If you know the rest of the story, you know that after this Joseph had another very similar dream and yet again revealed the details to his brothers. In our time, an act like this might lead to some mockery and family dysfunction, but in Joseph’s day, it was a recipe for violence and soon enough his brothers “conspired against him to kill him” (v.18). When the opportunity presented itself, though, they backed down and decided to sell him to some traders passing by rather than take his life.

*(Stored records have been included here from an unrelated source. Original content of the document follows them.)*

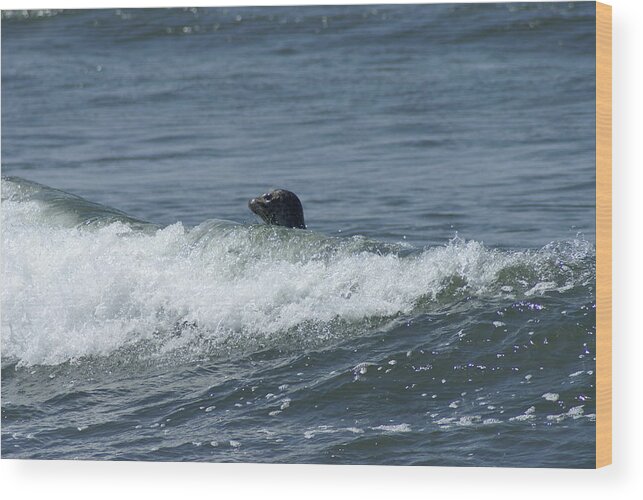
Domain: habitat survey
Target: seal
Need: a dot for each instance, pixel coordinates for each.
(279, 207)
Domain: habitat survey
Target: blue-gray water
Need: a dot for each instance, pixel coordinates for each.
(440, 309)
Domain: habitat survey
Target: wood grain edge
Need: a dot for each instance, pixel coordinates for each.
(603, 234)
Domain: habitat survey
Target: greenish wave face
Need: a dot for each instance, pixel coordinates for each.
(85, 280)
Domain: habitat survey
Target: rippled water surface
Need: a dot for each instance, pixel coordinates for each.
(439, 310)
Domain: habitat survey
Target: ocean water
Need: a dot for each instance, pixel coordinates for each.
(440, 308)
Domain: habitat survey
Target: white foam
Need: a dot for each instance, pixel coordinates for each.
(71, 291)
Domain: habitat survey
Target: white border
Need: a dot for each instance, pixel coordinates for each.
(110, 480)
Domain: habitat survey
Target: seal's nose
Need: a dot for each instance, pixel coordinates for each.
(253, 204)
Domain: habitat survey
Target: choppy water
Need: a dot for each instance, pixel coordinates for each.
(441, 308)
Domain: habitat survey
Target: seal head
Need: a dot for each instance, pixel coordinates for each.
(280, 208)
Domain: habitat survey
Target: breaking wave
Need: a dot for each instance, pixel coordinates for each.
(80, 279)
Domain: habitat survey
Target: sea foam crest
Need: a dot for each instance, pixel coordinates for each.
(72, 290)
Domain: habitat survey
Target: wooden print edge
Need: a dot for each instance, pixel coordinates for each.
(603, 234)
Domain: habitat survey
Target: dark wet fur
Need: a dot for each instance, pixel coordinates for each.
(279, 207)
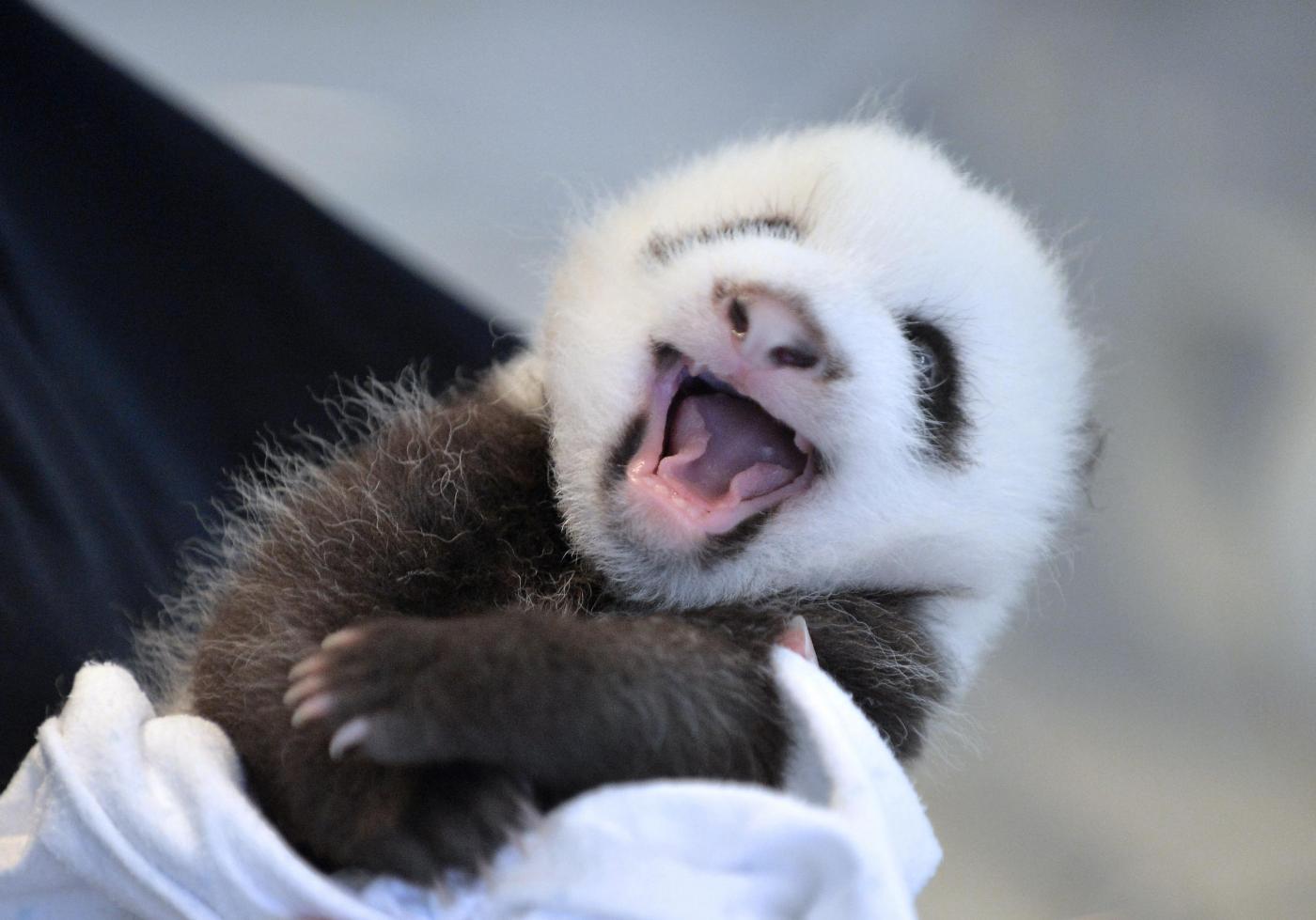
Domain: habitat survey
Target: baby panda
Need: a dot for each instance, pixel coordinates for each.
(822, 380)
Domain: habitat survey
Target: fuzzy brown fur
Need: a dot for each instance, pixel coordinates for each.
(500, 670)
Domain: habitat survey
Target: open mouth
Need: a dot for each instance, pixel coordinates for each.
(713, 457)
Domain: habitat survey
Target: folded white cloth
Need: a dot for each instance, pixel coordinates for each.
(118, 812)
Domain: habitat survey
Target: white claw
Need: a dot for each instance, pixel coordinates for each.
(796, 638)
(348, 736)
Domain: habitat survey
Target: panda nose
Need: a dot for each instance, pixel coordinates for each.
(772, 331)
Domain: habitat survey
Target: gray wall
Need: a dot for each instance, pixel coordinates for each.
(1142, 744)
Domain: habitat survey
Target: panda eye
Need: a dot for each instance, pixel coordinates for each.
(937, 366)
(924, 361)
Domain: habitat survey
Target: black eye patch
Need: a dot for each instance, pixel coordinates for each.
(940, 398)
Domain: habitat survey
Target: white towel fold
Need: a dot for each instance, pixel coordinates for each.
(118, 812)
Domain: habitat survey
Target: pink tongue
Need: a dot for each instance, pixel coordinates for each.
(723, 444)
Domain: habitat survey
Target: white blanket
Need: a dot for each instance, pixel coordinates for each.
(118, 812)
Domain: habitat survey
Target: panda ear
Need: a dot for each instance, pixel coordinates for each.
(520, 382)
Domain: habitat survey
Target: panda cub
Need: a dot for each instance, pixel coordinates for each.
(819, 390)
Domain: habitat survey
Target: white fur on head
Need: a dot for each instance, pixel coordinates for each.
(887, 229)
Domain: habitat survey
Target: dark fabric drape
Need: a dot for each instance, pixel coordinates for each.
(164, 302)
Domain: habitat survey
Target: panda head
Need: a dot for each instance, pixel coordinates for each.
(809, 364)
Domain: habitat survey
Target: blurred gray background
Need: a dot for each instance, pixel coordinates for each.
(1144, 742)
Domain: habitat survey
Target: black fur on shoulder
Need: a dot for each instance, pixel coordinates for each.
(486, 670)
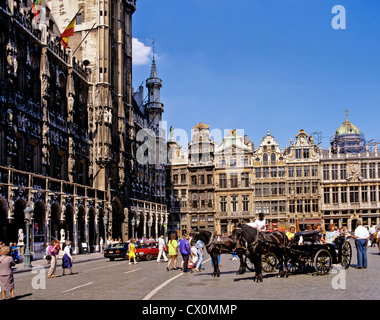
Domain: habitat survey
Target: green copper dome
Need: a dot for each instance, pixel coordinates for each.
(347, 128)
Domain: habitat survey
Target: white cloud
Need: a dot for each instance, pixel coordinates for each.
(141, 54)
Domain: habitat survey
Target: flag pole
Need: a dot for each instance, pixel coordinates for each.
(84, 38)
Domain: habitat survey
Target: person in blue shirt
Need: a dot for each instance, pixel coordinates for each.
(14, 251)
(184, 248)
(199, 245)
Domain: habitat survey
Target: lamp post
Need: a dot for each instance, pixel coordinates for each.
(105, 222)
(27, 254)
(150, 222)
(133, 227)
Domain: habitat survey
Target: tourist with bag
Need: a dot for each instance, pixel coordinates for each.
(185, 252)
(161, 244)
(53, 253)
(6, 272)
(173, 254)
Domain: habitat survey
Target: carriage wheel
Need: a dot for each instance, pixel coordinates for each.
(250, 266)
(269, 262)
(346, 254)
(323, 262)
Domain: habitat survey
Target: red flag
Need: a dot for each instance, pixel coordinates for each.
(36, 10)
(69, 31)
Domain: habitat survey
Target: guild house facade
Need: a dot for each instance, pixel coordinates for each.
(302, 184)
(68, 126)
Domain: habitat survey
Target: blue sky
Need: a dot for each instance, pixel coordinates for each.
(261, 65)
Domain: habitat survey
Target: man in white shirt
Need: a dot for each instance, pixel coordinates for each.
(372, 231)
(260, 223)
(361, 235)
(161, 244)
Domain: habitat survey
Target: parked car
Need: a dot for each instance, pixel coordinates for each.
(119, 250)
(147, 250)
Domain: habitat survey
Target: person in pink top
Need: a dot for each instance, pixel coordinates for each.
(6, 272)
(53, 252)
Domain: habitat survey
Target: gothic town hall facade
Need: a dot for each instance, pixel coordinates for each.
(68, 127)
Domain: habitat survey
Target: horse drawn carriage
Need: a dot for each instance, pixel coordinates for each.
(260, 251)
(304, 252)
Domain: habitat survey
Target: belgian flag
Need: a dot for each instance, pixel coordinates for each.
(69, 31)
(36, 10)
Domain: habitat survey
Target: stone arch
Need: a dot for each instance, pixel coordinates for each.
(101, 229)
(132, 214)
(18, 220)
(81, 222)
(55, 221)
(140, 227)
(3, 220)
(39, 217)
(69, 223)
(92, 229)
(117, 220)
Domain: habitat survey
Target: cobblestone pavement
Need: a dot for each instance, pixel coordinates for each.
(97, 278)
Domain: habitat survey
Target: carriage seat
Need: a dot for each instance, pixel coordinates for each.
(310, 236)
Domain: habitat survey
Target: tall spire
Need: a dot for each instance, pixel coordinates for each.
(153, 71)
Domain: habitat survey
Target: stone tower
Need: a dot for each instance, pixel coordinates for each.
(102, 41)
(154, 106)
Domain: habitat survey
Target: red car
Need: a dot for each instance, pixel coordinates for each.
(147, 250)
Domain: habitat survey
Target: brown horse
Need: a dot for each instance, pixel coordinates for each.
(259, 243)
(215, 245)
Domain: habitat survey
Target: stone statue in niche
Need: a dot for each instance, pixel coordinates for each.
(20, 236)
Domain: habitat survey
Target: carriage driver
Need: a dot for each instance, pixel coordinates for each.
(260, 223)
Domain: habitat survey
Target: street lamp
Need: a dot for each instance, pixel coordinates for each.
(133, 226)
(105, 222)
(150, 222)
(27, 254)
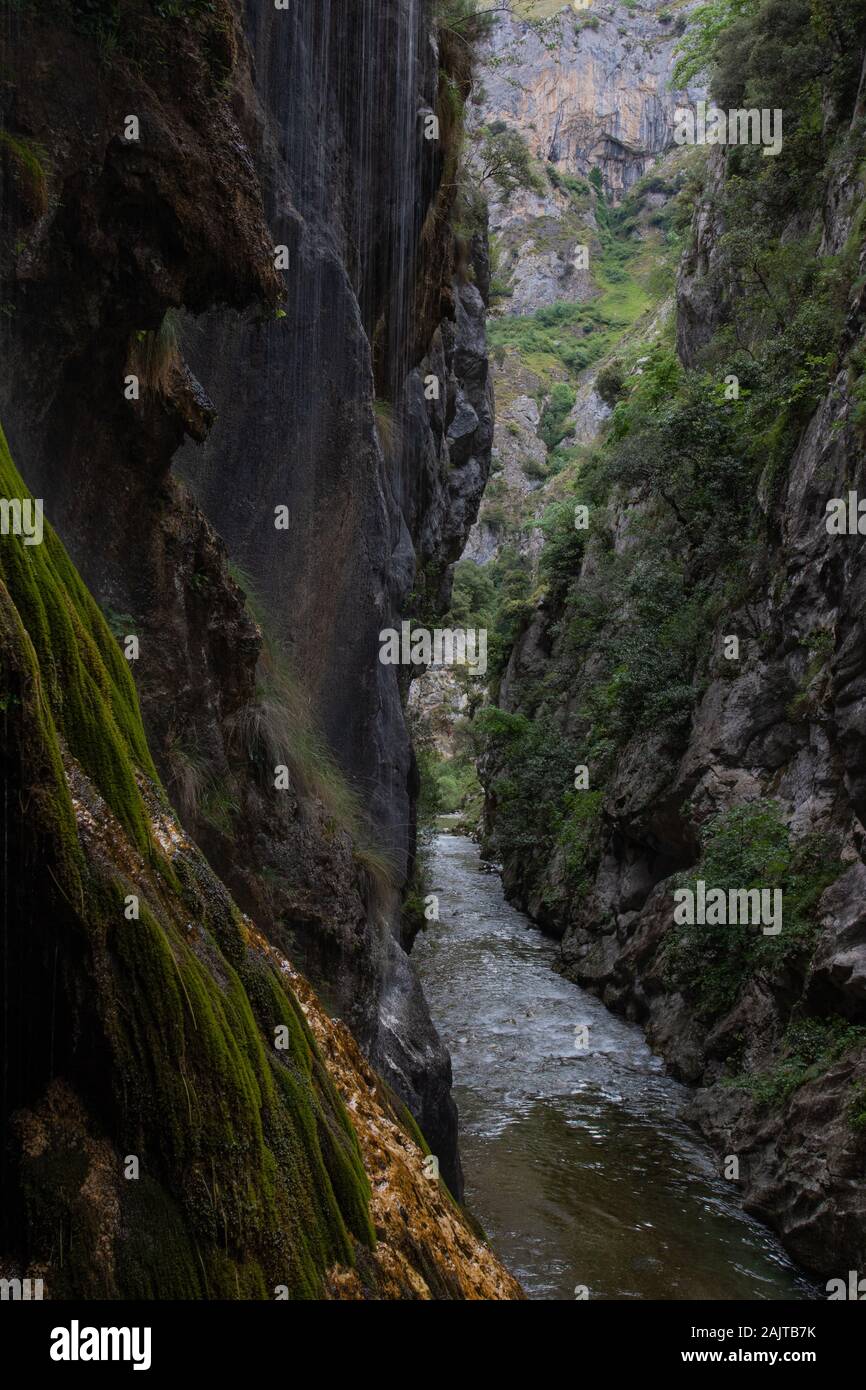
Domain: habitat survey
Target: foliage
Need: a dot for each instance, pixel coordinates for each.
(749, 847)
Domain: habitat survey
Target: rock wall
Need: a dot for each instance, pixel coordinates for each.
(299, 128)
(783, 723)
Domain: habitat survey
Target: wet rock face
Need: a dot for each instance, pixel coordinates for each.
(314, 142)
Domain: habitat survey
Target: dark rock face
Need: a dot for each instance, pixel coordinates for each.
(786, 724)
(314, 142)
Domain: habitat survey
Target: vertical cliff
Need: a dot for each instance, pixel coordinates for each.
(257, 647)
(681, 697)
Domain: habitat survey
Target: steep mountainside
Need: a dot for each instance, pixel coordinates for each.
(156, 161)
(174, 1118)
(255, 132)
(681, 701)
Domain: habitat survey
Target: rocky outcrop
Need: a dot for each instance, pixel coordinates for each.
(111, 267)
(601, 99)
(780, 1073)
(175, 1101)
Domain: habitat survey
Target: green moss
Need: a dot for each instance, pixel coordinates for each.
(27, 160)
(250, 1172)
(85, 679)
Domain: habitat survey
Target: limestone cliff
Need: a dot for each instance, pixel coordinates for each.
(257, 647)
(706, 761)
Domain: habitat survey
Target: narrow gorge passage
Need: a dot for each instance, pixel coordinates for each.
(578, 1164)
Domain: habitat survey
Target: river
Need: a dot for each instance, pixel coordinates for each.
(577, 1161)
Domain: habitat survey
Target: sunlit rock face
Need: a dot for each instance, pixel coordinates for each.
(599, 97)
(300, 128)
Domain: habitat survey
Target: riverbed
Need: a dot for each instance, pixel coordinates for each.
(577, 1159)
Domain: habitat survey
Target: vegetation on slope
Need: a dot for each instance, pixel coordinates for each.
(695, 459)
(161, 1026)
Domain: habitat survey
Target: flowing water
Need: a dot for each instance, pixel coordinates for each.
(577, 1161)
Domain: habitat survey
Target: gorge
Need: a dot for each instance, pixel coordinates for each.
(441, 344)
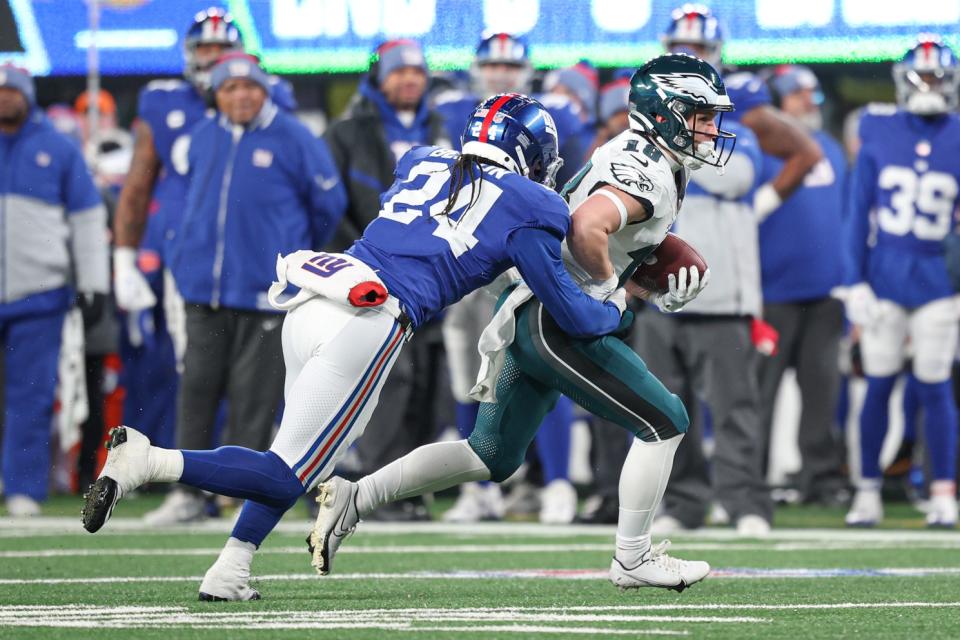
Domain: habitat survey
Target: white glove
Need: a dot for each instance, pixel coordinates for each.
(129, 286)
(681, 291)
(766, 200)
(860, 303)
(600, 289)
(618, 299)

I wonder what Joseph was thinking as he was taken from his homeland and sold as a slave in Egypt. I wonder if he looked back over recent events and felt deep regret over his choices. I wonder if he thought he had failed. If the dreams he had were indeed prophecy, the only fulfillment of them he could have imagined was that he would rise to be the leader of his family – and now, separated from them, having lost all control over his own destiny, that would be impossible. Surely the dream was ruined – one wrong move and the glorious structure of Joseph’s future had toppled into a pile of bricks!
But, as we know from the end of Joseph’s story, the “mistakes” Joseph made were only building blocks in the development of a bigger plan. Never would he have pictured his brothers bowing down to him as the second-in-command over the nation of Egypt – and it was his “mistakes” that transported him to Egypt so the prophecy could come true.
Our mistakes, especially the big ones, can be hard to swallow. It’s easy to laugh at the little ones – like repeatedly clicking on the Google Maps app every time I’m trying to check the weather (every time, I’m not even exaggerating!). But when the potential ramifications seem like they might impact God’s work in our lives or the lives of others, it’s no laughing matter. I know I’ve spent days, weeks, and maybe even years beating myself up over the ways I’ve fallen short.
But our mistakes are often the actual building blocks of God’s plan. Not doing everything the way our imagination predicts we will do it keeps us humble. We may feel like we’ve let others down, but maybe they needed to see that we’re human. And I can’t even tell you the times I’ve missed or messed something up only for the circumstances to work out for the better.
I love author Brennan Manning’s reminder that, “Despite our physical cracks, intellectual limitations, emotional impairments, and spiritual fissures, we are providentially equipped to fulfill the unique purpose of our existence.”* The steady hand holding it all together is not ours, and though our mistakes may leave us feeling like a toppled over pile of planks, God’s work is not a delicate balance we can demolish!